I have had to fight this battle many times.
There are two ways of approaching this.
1) Stage your data from the AS400 into SQL server where you can optimize your indexes
2) Ask the AS400 folks to create logical views which speed up data retrieval, your AS400 programmer is correct, index will help but I forget the term they use to define a "view" similar to a sql server view, I beleive its something like "physical" v/s "logical". Logical is what you want.
Thirdly, 170 million is a lot of records, even for a relational database like SQL server, have you considered running an SSIS package nightly that stages your data into your own SQL table to see if it improves performance?

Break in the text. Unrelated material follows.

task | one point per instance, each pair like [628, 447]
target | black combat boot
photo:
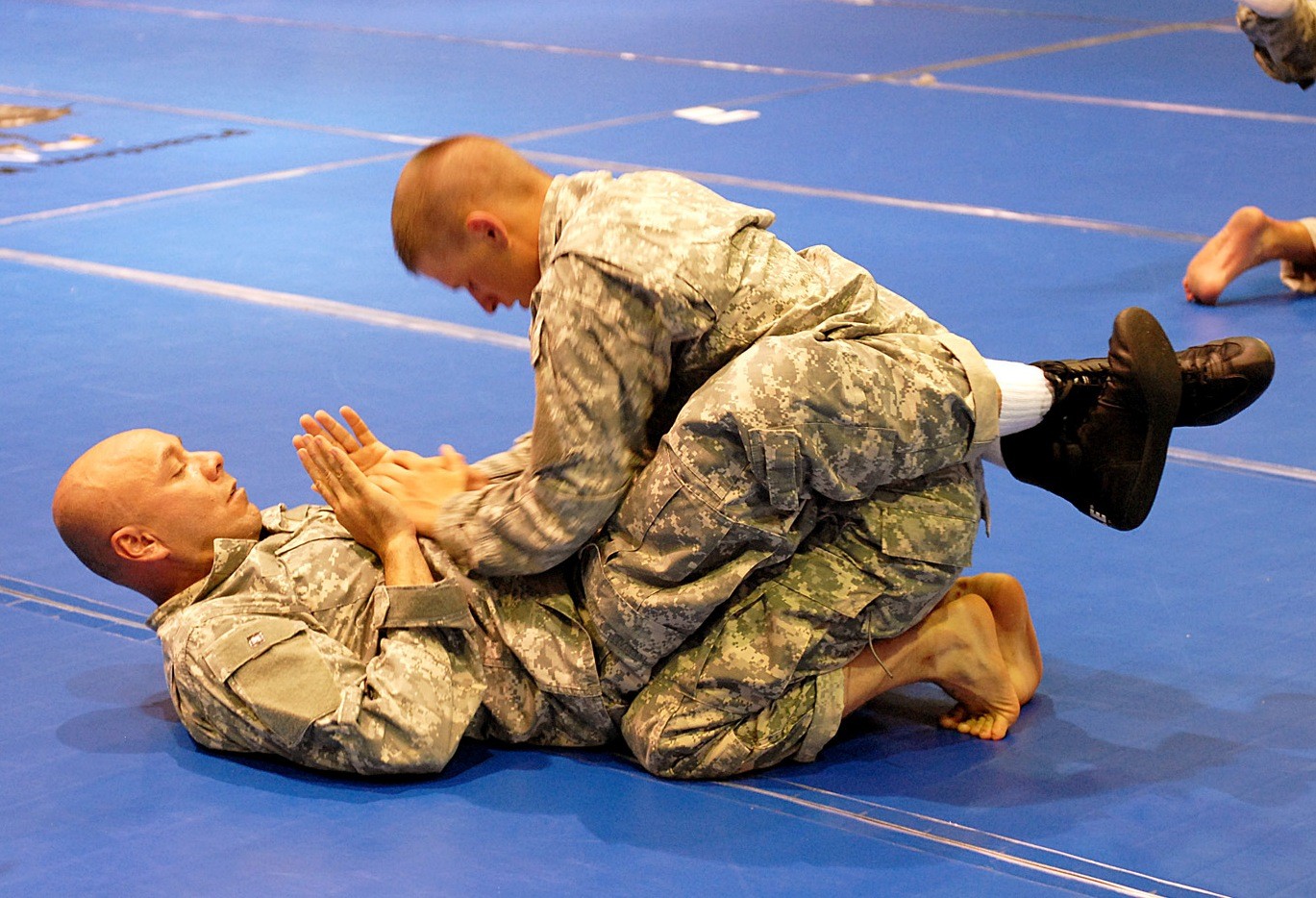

I would suggest this way to have good performance, i suppose you have at least SQL2005, i havent tested yet but this is a tip
Let the AS400 perform the select in native way by creating stored procedure in the AS400
open a AS400 session
launch STRSQL
create an AS400 stored procedure in this way to get/update the recordset
CREATE PROCEDURE MYSELECT (IN PARAM CHAR(10))
LANGUAGE SQL
DYNAMIC RESULT SETS 1
BEGIN
DECLARE C1 CURSOR FOR SELECT * FROM MYLIB.MYFILE WHERE MYFIELD=PARAM;
OPEN C1;
RETURN;
END
create an AS400 stored procedure to update the recordset
CREATE PROCEDURE MYUPDATE (IN PARAM CHAR(10))
LANGUAGE SQL
RESULT SETS 0
BEGIN
UPDATE MYLIB.MYFILE SET MYFIELD='newvalue' WHERE MYFIELD=PARAM;
END
Call those AS400 SP from SQL SERVER
declare #myParam char(10)
set #myParam = 'In process'
-- get the recordset
EXEC ('CALL NAME_AS400.MYLIB.MYSELECT(?) ', #myParam) AT AS400 -- < AS400 = name of linked server
-- update
EXEC ('CALL NAME_AS400.MYLIB.MYUPDATE(?) ', #myParam) AT AS400
Hope it helps
I recommend following the suggestions in the IBM Redbook SQL Performance Diagnosis on IBM DB2 Universal Database for iSeries to determine what's really happening.
IBM technical support can also be extremely helpful in diagnosing issues such as these. Don't be afraid to get in touch with them as the software support is generally included as part of the maintenance contract and there is no charge to talk to them.
I've seen OLEDB connections eat up 100% cpu for hours and when the same query is run through VisualExplain (query analyzer) it estimates mere seconds to execute.
We found that running the query like this performed liked expected:
SELECT *
FROM OpenQuery( LinkedServer,
'select count(*)
from transactions
where processed = ''In process''')
GO
Could this be a collation problem? - your WHERE clause is testing on a text field and if the collations of the two servers don't match this clause will be applied clientside rather than serverside so you are first of all pulling all 170 million records down to the client and then performing the WHERE clause on it there.
Based on the past interactions I have had, the query should take about the same amount of time no matter how you access the data. Another thought would be if you could create a view on the table to get the data you need or use a stored procedure.